With multiple processor buses and a separate I/O bus, it is extremely challenging to maintain cache
coherency in the 8-way architecture.
Each memory access must look at, or snoop, the caches on its
local processor bus and snoop all caches on the remote processor bus and the I/O bus.
The amount
of snoop traffic can significantly impact the scalability of the system.
The
ProLiant
8000 architecture uses cache accelerators to minimize snoop traffic to the remote
processor bus and I/O bus.
The cache accelerators store the address and state of the data for all
caches on their respective buses.
The Profusion crossbar switch uses this information to determine
whether to snoop the remote processor and I/O buses.

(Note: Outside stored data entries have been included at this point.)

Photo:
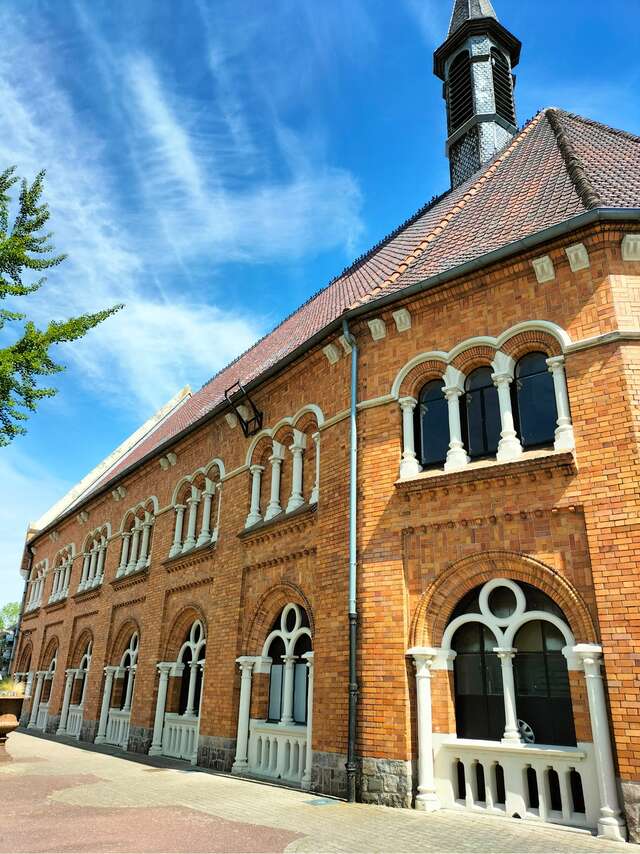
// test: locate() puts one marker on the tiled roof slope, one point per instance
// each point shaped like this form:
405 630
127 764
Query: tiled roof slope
558 166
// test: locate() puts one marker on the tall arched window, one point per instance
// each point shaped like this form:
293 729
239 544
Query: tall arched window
480 414
460 91
433 431
534 401
288 641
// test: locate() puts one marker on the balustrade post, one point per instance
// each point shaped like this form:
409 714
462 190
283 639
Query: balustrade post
109 672
164 667
610 823
244 710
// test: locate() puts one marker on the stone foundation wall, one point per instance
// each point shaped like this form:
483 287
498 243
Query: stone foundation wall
140 739
216 752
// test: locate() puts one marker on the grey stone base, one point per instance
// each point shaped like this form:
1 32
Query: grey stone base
88 731
53 722
631 802
388 782
140 739
216 752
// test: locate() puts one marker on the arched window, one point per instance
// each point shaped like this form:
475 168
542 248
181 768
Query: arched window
480 414
460 91
433 432
288 641
534 401
502 86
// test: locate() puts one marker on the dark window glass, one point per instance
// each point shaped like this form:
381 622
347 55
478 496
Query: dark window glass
433 415
481 414
478 684
534 401
543 698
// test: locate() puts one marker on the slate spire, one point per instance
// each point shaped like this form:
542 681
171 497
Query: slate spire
476 64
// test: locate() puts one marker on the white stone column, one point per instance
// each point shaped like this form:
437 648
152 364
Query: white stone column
176 546
286 718
610 823
135 542
511 731
315 492
246 663
64 714
426 799
124 554
297 449
308 765
409 465
40 674
564 439
205 526
143 560
254 512
109 672
164 668
276 458
453 389
190 540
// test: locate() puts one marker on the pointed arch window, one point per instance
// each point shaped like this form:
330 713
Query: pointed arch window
433 427
481 414
534 401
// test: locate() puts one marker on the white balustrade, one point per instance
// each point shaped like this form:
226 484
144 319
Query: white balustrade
277 751
541 783
74 721
118 728
180 736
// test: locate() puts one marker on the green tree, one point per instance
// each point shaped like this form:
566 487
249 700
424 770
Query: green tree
25 248
9 614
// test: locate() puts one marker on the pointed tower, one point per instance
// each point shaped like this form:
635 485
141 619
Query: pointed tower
476 63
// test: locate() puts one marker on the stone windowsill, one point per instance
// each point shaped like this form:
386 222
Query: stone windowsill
306 511
529 462
184 557
131 578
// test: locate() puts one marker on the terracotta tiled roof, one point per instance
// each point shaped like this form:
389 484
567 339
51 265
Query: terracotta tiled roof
558 166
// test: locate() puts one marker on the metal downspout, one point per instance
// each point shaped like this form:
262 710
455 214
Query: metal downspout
351 765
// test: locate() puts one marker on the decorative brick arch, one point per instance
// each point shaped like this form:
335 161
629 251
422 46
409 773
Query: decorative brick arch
416 379
475 357
80 647
266 611
183 621
442 596
529 341
122 638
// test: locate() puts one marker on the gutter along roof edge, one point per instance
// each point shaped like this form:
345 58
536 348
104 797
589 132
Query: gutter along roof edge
502 253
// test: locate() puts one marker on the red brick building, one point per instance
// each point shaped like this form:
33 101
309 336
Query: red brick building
195 600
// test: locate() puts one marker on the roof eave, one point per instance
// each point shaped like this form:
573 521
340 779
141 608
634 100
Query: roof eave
469 267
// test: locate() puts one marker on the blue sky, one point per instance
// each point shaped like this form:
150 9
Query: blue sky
212 164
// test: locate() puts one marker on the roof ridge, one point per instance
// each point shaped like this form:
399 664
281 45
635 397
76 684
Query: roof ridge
593 123
488 172
587 193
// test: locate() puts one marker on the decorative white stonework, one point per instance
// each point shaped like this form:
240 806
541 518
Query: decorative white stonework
377 328
332 353
631 247
543 268
578 257
402 318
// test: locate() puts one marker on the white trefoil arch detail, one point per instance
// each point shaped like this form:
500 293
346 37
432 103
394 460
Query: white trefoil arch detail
136 530
581 657
503 366
62 565
94 554
197 520
297 448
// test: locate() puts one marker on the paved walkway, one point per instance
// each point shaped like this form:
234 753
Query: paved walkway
59 797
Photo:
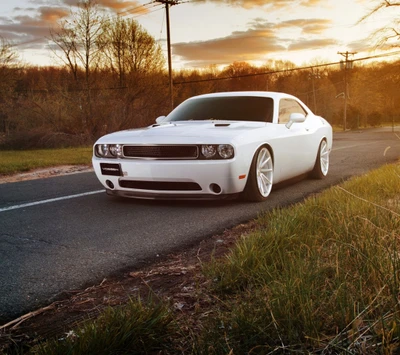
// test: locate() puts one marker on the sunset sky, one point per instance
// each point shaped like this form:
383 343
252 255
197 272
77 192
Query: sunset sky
206 32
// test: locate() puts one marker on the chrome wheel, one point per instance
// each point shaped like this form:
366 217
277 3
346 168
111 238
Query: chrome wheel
321 166
264 172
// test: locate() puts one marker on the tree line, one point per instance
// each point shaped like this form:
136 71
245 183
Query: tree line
112 76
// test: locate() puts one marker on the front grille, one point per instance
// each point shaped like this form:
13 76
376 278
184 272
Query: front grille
161 151
160 185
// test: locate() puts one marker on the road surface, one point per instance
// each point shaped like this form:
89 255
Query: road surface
64 233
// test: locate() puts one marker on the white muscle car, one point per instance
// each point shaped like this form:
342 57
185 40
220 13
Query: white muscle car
216 146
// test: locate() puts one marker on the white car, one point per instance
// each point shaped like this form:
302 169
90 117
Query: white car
216 146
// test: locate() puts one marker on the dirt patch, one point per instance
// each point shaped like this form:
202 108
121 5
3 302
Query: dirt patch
177 279
45 173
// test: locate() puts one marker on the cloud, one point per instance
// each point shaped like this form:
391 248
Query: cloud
311 44
260 40
308 26
239 46
119 6
274 4
32 30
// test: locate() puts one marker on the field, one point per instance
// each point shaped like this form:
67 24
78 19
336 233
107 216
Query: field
318 277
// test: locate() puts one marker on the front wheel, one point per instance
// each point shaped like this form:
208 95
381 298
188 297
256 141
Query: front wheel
321 166
261 175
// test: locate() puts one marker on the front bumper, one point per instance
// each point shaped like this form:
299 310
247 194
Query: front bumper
185 179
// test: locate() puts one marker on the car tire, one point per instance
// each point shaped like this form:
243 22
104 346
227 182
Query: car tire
261 174
321 166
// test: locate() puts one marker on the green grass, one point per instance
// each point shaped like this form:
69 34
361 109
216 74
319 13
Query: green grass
320 277
136 328
12 161
324 274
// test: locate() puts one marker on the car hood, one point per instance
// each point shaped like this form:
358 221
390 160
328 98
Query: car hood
183 132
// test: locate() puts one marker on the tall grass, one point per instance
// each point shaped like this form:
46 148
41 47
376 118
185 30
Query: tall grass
13 161
320 275
136 328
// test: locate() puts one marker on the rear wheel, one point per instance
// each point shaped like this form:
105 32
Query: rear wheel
261 175
321 166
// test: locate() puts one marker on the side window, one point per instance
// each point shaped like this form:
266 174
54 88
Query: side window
288 106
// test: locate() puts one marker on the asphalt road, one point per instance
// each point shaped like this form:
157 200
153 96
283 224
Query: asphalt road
64 233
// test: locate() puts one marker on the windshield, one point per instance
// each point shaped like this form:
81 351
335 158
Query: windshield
231 108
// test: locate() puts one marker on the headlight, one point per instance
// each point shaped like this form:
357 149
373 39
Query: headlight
225 151
116 150
217 151
102 150
208 151
108 150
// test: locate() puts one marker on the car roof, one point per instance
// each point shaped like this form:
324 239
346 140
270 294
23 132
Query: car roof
270 94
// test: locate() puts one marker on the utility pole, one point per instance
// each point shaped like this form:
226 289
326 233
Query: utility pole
314 75
346 65
167 4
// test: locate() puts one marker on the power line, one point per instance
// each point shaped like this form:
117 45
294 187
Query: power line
167 4
288 70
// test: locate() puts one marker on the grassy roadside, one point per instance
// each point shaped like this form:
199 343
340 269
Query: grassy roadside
15 161
318 277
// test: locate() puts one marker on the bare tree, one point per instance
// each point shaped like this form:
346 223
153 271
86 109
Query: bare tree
130 50
79 44
8 75
78 39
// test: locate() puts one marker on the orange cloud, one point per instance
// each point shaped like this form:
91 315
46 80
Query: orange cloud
308 26
256 43
248 4
51 15
239 46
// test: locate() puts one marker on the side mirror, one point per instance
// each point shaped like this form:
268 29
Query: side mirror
160 119
295 118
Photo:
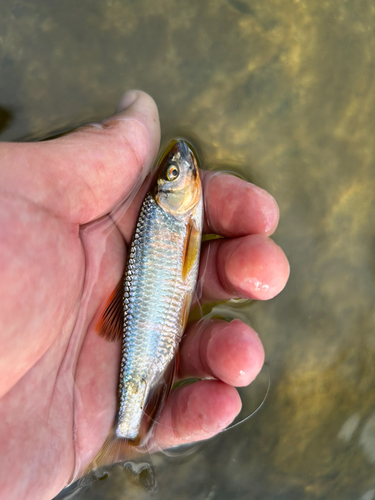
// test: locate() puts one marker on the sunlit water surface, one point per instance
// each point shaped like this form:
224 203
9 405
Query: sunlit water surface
281 92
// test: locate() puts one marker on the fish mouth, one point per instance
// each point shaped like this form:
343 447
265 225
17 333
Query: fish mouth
180 152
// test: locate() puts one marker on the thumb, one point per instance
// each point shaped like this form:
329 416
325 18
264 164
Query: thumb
85 174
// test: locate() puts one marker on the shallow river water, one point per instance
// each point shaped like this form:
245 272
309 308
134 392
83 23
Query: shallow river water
281 92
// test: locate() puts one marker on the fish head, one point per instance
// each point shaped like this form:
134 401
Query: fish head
178 186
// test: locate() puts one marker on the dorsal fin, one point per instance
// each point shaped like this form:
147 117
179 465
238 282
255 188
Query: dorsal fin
110 324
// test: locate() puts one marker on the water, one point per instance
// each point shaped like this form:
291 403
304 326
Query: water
281 92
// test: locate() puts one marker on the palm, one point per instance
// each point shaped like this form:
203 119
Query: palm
59 378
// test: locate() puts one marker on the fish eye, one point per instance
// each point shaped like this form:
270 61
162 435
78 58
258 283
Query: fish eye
172 173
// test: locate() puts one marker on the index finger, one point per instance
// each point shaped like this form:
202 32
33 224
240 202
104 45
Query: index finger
234 207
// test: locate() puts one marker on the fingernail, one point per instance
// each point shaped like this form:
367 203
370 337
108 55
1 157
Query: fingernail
127 100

Depending on how often a software
application shares data, the reduction in snoop traffic can significantly improve overall system
performance and scalability.
I/O Filter
The
ProLiant
8000 server also includes three Compaq host-to-PCI bridges with prefetch buffers, so
they act as caching bridges.
The Profusion chipset contains a built-in I/O filter for the caching
bridges on the I/O bus.
The I/O filter enhances performance by reducing snoop traffic on the I/O
bus.
This I/O filter is designed to work with all three of the Compaq host-to-PCI bridges.
When a
processor requests a cache line with the intent to modify it, the MAC performs a lookup into the
I/O filter to determine if that line resides in one of the caching bridges.
If it does reside there, the
MAC initiates a transaction on the I/O bus to invalidate that cache line.
If the cache line is not
present in one of the bridges, then no transaction is run on the bus.